STANDARD: Das zeigt ja umso mehr, dass ein Angebot allein nicht reicht.

Schnabl: Ein SUV alleine macht ja noch keine Emissionen, die gefahrenen Kilometer machen es aus.

STANDARD: Die Geschwindigkeit spielt auch eine Rolle: Tempo 100 auf der Autobahn – wären Sie dafür?

Schnabl: Da wird versucht, Klimaschutz über eine einzige Maßnahme zu betreiben. Tempolimits einzuführen, wenn es gleichzeitig zu wenig Öffis gibt, ist hirnrissig.

STANDARD: Also Tempo 100 erst, wenn alle anderen Möglichkeiten ausgeschöpft sind?

Schnabl: Nein, aber es muss einen logischen Prioritätenkatalog geben.

STANDARD: Niederösterreich erfüllt seine Quote für die Unterbringung von Asylwerberinnen und Asylbewerbern in der Grundversorgung nicht. Soll sich das ändern?

Schnabl: Wäre ich Landeshauptmann, würde die Quote auf jeden Fall eingehalten werden. Das ist auch eine Frage der Menschlichkeit.

STANDARD: In den Umfragen stagnieren Sie auf dem Niveau vom Wahlergebnis 2018. Warum kommen Sie nicht vom Fleck?

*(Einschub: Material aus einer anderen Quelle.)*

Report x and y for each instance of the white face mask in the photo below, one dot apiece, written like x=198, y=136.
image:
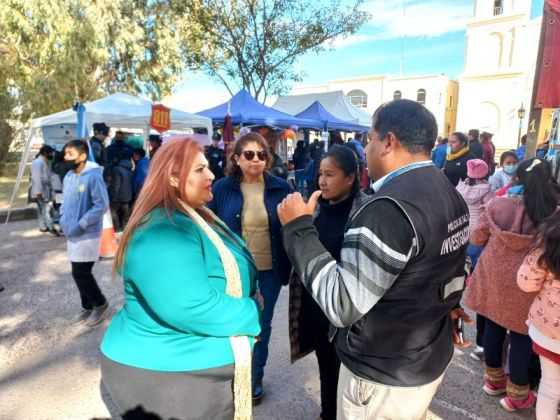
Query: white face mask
x=510, y=169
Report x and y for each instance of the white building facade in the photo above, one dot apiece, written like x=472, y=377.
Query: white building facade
x=436, y=91
x=500, y=58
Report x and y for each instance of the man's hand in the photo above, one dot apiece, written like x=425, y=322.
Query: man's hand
x=293, y=207
x=456, y=314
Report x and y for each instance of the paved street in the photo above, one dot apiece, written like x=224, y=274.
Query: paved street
x=49, y=370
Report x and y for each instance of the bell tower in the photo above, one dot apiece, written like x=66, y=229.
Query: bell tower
x=500, y=55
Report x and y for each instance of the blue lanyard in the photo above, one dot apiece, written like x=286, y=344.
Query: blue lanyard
x=405, y=169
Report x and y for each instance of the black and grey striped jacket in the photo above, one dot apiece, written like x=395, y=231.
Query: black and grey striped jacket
x=401, y=272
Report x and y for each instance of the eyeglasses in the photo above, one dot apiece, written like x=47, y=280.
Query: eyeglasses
x=250, y=155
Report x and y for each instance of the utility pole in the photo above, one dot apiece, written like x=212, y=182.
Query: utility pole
x=402, y=39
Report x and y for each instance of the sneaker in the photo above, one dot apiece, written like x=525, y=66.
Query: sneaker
x=54, y=232
x=97, y=315
x=511, y=405
x=82, y=316
x=478, y=353
x=492, y=389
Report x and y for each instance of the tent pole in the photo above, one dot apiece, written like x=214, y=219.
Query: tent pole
x=21, y=170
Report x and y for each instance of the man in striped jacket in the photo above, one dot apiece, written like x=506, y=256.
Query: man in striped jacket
x=395, y=293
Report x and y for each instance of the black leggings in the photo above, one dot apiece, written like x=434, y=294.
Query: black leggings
x=139, y=393
x=90, y=294
x=519, y=351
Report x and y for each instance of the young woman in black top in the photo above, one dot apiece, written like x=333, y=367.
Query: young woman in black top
x=309, y=327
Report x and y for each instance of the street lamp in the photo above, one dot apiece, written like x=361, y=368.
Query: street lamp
x=520, y=115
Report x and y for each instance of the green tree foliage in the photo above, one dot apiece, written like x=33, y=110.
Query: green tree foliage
x=54, y=50
x=255, y=43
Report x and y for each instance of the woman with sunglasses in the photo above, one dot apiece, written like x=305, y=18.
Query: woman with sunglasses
x=246, y=201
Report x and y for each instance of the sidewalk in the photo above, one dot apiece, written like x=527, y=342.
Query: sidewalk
x=49, y=370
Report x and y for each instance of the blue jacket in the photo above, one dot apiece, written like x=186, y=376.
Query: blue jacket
x=140, y=174
x=228, y=204
x=85, y=201
x=439, y=154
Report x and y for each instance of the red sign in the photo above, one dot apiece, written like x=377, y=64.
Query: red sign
x=548, y=89
x=160, y=119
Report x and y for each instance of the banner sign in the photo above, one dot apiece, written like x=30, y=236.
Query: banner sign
x=160, y=120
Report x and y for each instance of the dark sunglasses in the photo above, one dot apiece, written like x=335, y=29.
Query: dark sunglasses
x=250, y=155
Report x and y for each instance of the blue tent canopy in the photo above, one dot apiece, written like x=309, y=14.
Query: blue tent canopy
x=316, y=111
x=246, y=110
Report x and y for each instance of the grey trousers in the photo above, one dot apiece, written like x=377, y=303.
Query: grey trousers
x=142, y=393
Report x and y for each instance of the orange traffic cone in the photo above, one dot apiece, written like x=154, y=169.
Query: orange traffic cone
x=109, y=243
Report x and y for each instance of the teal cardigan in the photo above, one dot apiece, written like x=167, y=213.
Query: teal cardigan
x=176, y=315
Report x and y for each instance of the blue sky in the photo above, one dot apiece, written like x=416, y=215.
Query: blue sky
x=433, y=33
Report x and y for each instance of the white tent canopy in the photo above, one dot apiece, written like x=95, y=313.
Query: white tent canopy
x=117, y=110
x=334, y=102
x=122, y=110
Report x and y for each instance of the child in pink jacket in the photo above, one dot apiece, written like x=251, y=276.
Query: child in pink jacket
x=476, y=191
x=540, y=272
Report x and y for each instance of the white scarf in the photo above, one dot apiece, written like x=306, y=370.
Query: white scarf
x=242, y=398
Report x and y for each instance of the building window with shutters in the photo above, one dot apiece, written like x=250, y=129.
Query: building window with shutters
x=421, y=96
x=358, y=98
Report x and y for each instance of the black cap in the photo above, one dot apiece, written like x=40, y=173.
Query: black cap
x=101, y=128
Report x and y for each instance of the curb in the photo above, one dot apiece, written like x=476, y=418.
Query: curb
x=17, y=215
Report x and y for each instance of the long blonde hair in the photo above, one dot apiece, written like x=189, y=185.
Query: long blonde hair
x=173, y=159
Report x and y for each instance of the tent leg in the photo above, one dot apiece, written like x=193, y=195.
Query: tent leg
x=21, y=170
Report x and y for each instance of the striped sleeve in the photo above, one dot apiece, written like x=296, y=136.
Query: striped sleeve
x=377, y=246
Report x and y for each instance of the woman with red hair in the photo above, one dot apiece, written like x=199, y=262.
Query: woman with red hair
x=181, y=345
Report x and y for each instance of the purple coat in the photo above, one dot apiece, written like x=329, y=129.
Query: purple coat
x=506, y=232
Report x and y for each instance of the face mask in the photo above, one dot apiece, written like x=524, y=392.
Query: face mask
x=510, y=169
x=71, y=165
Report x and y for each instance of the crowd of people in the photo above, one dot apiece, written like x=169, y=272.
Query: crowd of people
x=376, y=270
x=74, y=188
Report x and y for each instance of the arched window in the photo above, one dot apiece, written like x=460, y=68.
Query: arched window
x=421, y=96
x=494, y=49
x=358, y=98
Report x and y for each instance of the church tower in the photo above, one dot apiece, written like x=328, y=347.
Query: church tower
x=500, y=56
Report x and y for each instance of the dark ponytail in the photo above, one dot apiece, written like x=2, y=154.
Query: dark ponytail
x=549, y=241
x=539, y=194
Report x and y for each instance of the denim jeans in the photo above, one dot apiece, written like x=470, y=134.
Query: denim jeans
x=44, y=212
x=269, y=288
x=520, y=350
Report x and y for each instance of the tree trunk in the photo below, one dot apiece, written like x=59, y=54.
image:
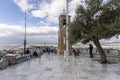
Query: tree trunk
x=103, y=57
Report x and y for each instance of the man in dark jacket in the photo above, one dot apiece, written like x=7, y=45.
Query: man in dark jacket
x=90, y=50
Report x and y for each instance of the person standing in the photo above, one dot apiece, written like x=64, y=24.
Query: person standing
x=90, y=50
x=28, y=53
x=74, y=53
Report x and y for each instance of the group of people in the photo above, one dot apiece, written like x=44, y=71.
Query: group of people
x=77, y=52
x=38, y=52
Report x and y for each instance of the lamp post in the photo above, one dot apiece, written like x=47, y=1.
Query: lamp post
x=67, y=22
x=25, y=34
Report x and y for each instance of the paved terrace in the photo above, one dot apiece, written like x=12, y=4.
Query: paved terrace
x=51, y=67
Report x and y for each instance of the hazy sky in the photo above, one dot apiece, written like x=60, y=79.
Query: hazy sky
x=42, y=20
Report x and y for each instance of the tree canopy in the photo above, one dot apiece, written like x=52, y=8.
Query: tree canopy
x=95, y=19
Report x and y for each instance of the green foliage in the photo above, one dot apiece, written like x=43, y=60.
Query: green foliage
x=95, y=20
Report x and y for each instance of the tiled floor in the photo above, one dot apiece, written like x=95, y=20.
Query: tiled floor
x=51, y=67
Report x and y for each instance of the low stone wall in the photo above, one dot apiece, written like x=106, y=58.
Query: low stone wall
x=3, y=63
x=11, y=59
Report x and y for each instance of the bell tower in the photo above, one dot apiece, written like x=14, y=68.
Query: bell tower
x=62, y=33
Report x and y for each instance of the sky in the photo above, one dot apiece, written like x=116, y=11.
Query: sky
x=41, y=20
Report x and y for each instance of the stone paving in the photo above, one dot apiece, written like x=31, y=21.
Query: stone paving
x=51, y=67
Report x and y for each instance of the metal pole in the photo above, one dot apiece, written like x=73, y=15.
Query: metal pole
x=67, y=22
x=25, y=34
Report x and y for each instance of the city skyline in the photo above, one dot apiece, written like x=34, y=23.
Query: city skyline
x=42, y=20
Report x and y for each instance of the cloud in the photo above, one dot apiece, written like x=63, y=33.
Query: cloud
x=14, y=34
x=49, y=11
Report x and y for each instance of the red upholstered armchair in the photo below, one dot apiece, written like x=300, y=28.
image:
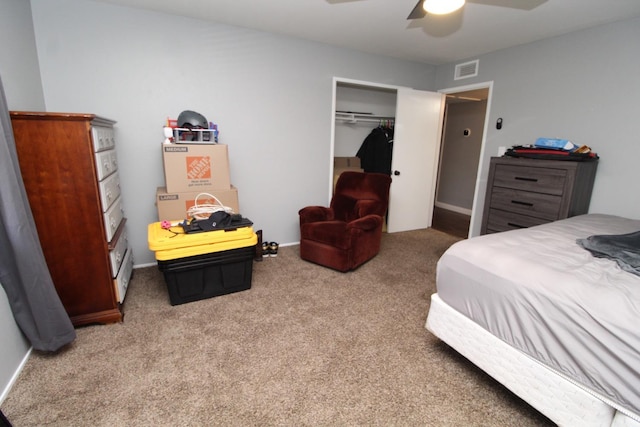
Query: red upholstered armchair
x=348, y=233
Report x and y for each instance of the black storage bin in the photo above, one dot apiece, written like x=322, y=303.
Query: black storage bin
x=208, y=275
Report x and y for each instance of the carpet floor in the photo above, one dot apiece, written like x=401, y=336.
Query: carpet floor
x=305, y=346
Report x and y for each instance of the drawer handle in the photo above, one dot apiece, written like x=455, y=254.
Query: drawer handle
x=515, y=225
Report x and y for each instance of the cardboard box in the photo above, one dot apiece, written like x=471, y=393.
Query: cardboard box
x=174, y=206
x=195, y=167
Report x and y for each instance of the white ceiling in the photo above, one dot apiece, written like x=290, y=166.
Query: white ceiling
x=381, y=27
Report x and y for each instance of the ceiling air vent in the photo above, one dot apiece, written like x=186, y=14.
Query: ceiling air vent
x=466, y=70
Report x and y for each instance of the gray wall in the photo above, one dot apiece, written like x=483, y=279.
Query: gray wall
x=581, y=86
x=271, y=96
x=23, y=90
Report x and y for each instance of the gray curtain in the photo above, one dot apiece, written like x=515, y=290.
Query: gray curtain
x=23, y=270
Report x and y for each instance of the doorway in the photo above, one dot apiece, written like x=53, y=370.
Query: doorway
x=463, y=136
x=418, y=118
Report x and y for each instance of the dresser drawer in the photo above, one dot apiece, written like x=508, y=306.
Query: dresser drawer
x=112, y=218
x=103, y=138
x=503, y=221
x=527, y=203
x=540, y=180
x=116, y=255
x=109, y=190
x=121, y=282
x=106, y=163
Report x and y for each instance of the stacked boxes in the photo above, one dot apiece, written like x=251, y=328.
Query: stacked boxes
x=192, y=169
x=205, y=264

Schnabl: Mir ist das Wahlergebnis wichtiger als Umfragen. Und das hängt immer von der Themenkonjunktur ab. Das wäre eigentlich: soziale Gerechtigkeit und Teuerung. Da sind wir die einzige Partei, die realistische Maßnahmen vorgeschlagen hat.

Franz Schnabl beim STANDARD-Interview im Büro der roten Bundespartei in Wien.
Foto: robert newald

STANDARD: Warum profitieren Sie dann nicht davon?

Schnabl: ÖVP und FPÖ lenken seit sechs Monaten die Aufmerksamkeit auf Bundesthemen und lösen die Probleme nicht, die auf Landesebene zu lösen wären.

STANDARD: Müssten Sie eine Zusammenarbeit mit der FPÖ im Sinne der antifaschistischen Prinzipien der Sozialdemokratie nicht ausschließen?

Schnabl: Wir werden sicher keinen FPÖler zum Landeshauptmann wählen. Aber: Wir werden, wenn die Absolute fällt, Sachkoalitionen eingehen. Dafür suchen wir das Gespräch mit allen Parteien und Mehrheiten für unsere ganz konkreten politischen Projekte.

STANDARD: Um Landeshauptmann zu werden, müssten Sie eine Koalition mit der FPÖ eingehen. Wie soll das gehen mit einer Partei, die rassistische Ressentiments bedient?

Schnabl: Unsere roten Linien sind die Inhalte: Kinderbetreuung, Pflege, Wohnbau. Und wer diese Inhalte mitträgt, mit dem sind wir bereit, zusammenzuarbeiten.

STANDARD: 2018 haben Sie ein Übereinkommen mit der FPÖ verweigert.

Schnabl: Da hatten wir in der SPÖ auch noch nicht den Wertekompass, den wir mittlerweile beschlossen haben.

STANDARD: Wenn der Wertekompass eine Zusammenarbeit mit dieser FPÖ Niederösterreich zulässt, ist er doch wertlos.

Schnabl: Warum?

STANDARD: Landbauer stellt die Menschenrechte infrage. Das kann doch kein Partner für die SPÖ sein.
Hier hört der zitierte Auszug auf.